Neuss. Die zweite Hälfte des 15.Jahrhunderts in Neuss: Die Belagerung durch die Truppen des Burgunder-Herzogs Karl des Kühnen ist erfolgreich abgewehrt. Das spätmittelalterliche Alltagsleben geht weiter. Es agieren Bauern und Handwerker, Mönche und Nonnen prägen das Bild, Kaufleute. Eintauchen in diese Zeit können Kinder bald im Clemens-Sels-Museum, wenn die groß angelegte Mitmachausstellung "Expedition ins Mittelalter" öffnet. Schon jetzt hat das Museum einen weiteren Mosaikstein hinzugefügt, um das Haus, Kunst und Volkskunde für kleine Besucher attraktiv zu machen: Mittelalter-Kleidung: Museumsstücke zum reinschlüpfen.

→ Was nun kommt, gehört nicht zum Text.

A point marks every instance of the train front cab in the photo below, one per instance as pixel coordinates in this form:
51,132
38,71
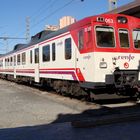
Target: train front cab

Antonia ist Bäuerin. In dicken, groben Stoff gewandet - es war generell kalt in jenen Jahren - eine große Schürze ist in das Arbeitskleid eingearbeitet: für Kartoffeln oder Saatgut. Groß war der Anteil der Bauern in Neuss bis ins 19.Jahrhundert hinein, Vorläufer der "Food-City"-Industrie. Ganz anders als die Bauersfrau kommt eine andere Antonia daher: gekleidet als Bierbrauerin. Brauerin? Ja, das sei historisch korrekt und nur ein Beispiel für erfolgreiche "Unternehmerinnen des Spätmittelalters in Neuss, betont Volkskundler Thomas Ludewig. Die Eigenständigkeit der Frauen war zu jener Zeit deutlich größer als etwa im 19.Jahrhundert.
Aber natürlich gibt es auch Männertracht. Der selbstbewusste Kaufmann ist vertreten, ein wohlhabender Handwerker, ein Franziskaner und eine Nonne der Clarissen. Auch ein flandrischer Graf und-sicherlich eines der begehrtesten Kostüme - ein Hoffräulein. Das wäre zwar nicht ein in Neuss heimisches Burgfräulein, als adlige Dame aus dem Umkreis der Burgunderherzogs Karl im großen Feldlager geht sie aber glatt durch. Und schließlich der Pilgrim mit dickem Mantel: Zu Tausenden kamen sie damals nach Neuss, Pilger von weither, um den Stadtheiligen St.Quirin, der seit der Abwehr Karls enorm populär geworden war, um Hilfe zu bitten.
Neuss in einer Hochphase für Kinder erlebbar zu machen, soll mit Hilfe dieser Kostüme wieder ein Stück besser möglich werden. Rollenspiele sind ausdrücklich erwünscht. Und so ist größter Wert auf Authentizität der Gewänder gelegt. Die Textilwissenschaftlerin und Schneiderin Katja Stromberg hat für das Museum gearbeitet, nah an den Vorlagen aus dem 15.Jahrhundert, nah auch an der für die Region typischen Kleidung. Finanziert wurde die Aktion mit Hilfe einer Spende der Sparkassen-Jubiläumsstiftung.
Die Mittelalter-Gewänder für Kinder von sechs bis zwölf Jahren können auf Kindergeburtstagen und bei Führungen ausgeliehen werden. Und natürlich bei der großen Mittelalter-Mitmachausstellung, die aber erst am 22.Juni beginnt.